You Are Mine Tonight|M|

1.3K 93 172
                                    


º˚

Vücuduma işleyen serin esinti çıplak bedenimi titretmiş, kalçamı duvara bastırmama neden olmuştu. Ellerimden birisi kitaplığa kelepçeli, birisi açıktı fakat gözleri önünde tedirginliğimi göstererek kendimi gizleyemezdim. Odanın boğuk, ağır havası sert sert yutkunmayı tetikliyordu.

Odada bedeni heybetli bir şekilde dolanıyor, eline aldığı bardağın içine akıttığı şarabın sesi ortama işliyordu.

Sırtı bana dönük olan beden şarabından yudumlayarak bana dönmüş, gözleriyle bedenimi her zerresine kadar turlamaya başlamıştı. Hiçbir şekilde çekinmiyor, koyulaşan keskin irisleri alt taraflarıma değdikçe sırıtması genişliyor, yoğun ve sık sık haz duyduğunu belli eden homurtular çıkartarak yaslandığı masadan beni izliyordu.

Sikeyim, cidden beni delirtmeye çalışıyordu. Bornozunun ipini biraz daha gevşetmiş, sıkı göğüslerini gözlerimin zevki için sunmuştu.

Kaybetmemi istiyordu çünkü kendisi asla yalvarmayacaktı. Benim saniye saniye erekte olmamı istiyor, kıvranarak çaresizce ismini sayıklamamı bekliyordu.

Kafasına şarabı bana bakarak hızlı bir şekilde dikerek bitirmiş, topladığı saçlarındaki tokadan firar eden saç tutamlarına sırıtarak üfleyip, geriye itmişti. Bu görüntüsü beni ister istemez mahvediyor, dizlerimin bağını çözüyordu.

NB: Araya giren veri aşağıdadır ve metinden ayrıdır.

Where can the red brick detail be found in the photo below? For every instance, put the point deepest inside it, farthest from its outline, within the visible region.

"Hayatını siken bu adamın bedenini tüm çıplaklığıyla görmek ister misin küçüğüm?"

Sırıtarak kafasını bir tur çevirip boynunu çıtlatmış, bu gece bana karşı olan susuzluğunu gidermeye hazırmışçasına hoyratça bana doğru gelmişti.

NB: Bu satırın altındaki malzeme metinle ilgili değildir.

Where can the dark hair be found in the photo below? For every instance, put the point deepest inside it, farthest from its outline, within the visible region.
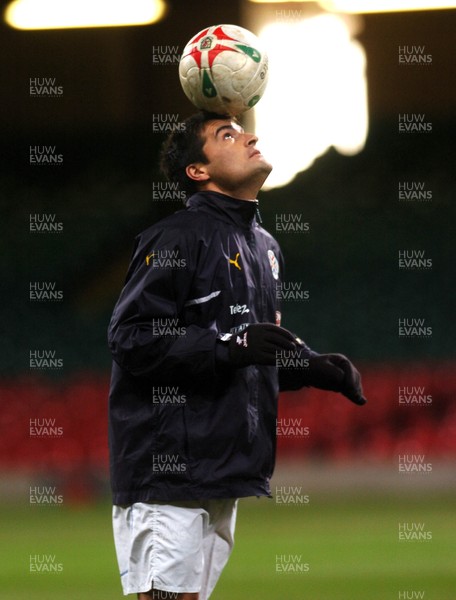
(183, 147)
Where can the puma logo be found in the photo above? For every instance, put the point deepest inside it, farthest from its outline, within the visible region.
(148, 257)
(235, 261)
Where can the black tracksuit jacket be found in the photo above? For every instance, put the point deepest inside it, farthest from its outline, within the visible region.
(183, 424)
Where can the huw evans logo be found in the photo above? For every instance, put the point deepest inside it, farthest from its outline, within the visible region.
(414, 396)
(45, 87)
(44, 155)
(414, 260)
(45, 496)
(414, 191)
(168, 328)
(168, 463)
(414, 123)
(292, 427)
(291, 223)
(292, 291)
(44, 223)
(44, 563)
(414, 56)
(413, 532)
(167, 395)
(414, 328)
(167, 191)
(291, 495)
(291, 563)
(166, 55)
(44, 359)
(167, 123)
(165, 259)
(44, 428)
(413, 463)
(291, 359)
(44, 291)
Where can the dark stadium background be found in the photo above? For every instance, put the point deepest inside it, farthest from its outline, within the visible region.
(102, 125)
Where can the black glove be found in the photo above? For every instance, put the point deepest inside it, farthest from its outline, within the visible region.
(259, 343)
(334, 372)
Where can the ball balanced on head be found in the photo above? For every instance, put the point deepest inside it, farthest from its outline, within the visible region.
(224, 70)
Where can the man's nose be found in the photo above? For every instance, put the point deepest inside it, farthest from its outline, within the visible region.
(251, 139)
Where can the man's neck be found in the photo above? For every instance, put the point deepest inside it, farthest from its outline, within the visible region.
(249, 194)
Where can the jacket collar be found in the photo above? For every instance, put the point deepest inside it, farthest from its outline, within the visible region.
(232, 210)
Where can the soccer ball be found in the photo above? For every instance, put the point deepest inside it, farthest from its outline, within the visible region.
(224, 70)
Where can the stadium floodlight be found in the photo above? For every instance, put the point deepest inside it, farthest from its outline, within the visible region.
(372, 6)
(316, 97)
(64, 14)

Önümde duran beden, kuşkusuzca bornozunun ipini sertçe çekmiş, önünü kapatan bez parçasının yanlara açılmasına izin vermişti. Gözlerime ilişen kaslı, geniş ve oldukça sert duran göğsünden aşağıya doğru kesik kesik soluyarak bakışlarımı indirmiş, kasıklarındaki kendini belli eden adonis çizgilerinde kendimi durdurmaya zorlamıştım.

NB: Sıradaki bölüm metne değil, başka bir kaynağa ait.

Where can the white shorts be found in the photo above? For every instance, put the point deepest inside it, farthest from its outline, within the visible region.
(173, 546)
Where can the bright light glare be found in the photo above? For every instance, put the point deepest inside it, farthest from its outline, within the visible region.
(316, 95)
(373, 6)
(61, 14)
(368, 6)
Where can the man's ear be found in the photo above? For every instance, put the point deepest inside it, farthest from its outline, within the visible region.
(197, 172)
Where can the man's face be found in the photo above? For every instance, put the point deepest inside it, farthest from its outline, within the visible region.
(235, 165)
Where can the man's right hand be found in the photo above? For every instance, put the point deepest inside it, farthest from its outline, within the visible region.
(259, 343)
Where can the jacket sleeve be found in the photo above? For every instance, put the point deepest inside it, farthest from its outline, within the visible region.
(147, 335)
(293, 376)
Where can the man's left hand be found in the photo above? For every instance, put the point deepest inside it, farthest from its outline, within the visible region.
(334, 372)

Lanet olsun, kasıkları çıldırtıyordu.

İçimden kendime küfürler ediyor, erekte olmamak için direniyordum.

Sikeyim sen hangi ara bisex oldun Jimin!

Elleri, gözlerim adonislerindeyken penisini sırıtarak kavramış, bakmamaya direttiğimi anlamış gibi okşamaya başlamıştı yavaşça. Diğer eli de arsızca arkamda kalan duvarı bulmuştu. Dayanamayarak penisine kayan gözlerim ister istemez irileşmiş, kalınlığının ve bu kadar büyük olmasının sebebini sorgulamıştım bir an.

'Ah, Tanrı aşkına! Ona neler yaptın sen Jeon, sikeyim bu kadar beklemiyordum.'

İsyan edercesine bağırmış, tıslayarak soldaki açık kalan elimi sağ omzuna atmıştım. Omzundan bornozunu ittirmiş, duvardaki elini aşağıya itmiş ve dibime girmesiyle yüzümü boynuna sokarak kaslı kollarından aşağıya düşürmüştüm. Çıplak kalan bedeninde, bedenine zıt kalan küçük ellerimi dolaştırmaya başlamış, erkeksi kokusunu derince çekerek ciğerlerime hapsetmiştim.

Okşadığı erkekliği karnıma, penisini okşadığı eliyle beraber sürtünüyor, kasıklarımın kasılmasını sağlıyordu. İstemsiz ilk defa deliğimin ıslandığını hissetmiştim. Ben kendimi kimsenin bedeni altına vermez, onun himayesi altına girmeyi kabul etmezdim, tabii bu gece istisnaydı.

Aşağıya ittiğim eli yavaş yavaş sürtünerek ince belimden çıkıklaşan dolgun kalçalarıma kaymış, sıkarak kendine ittirmiş, önümü dudaklarını yalarken kendisine bastırmaya başlamıştı.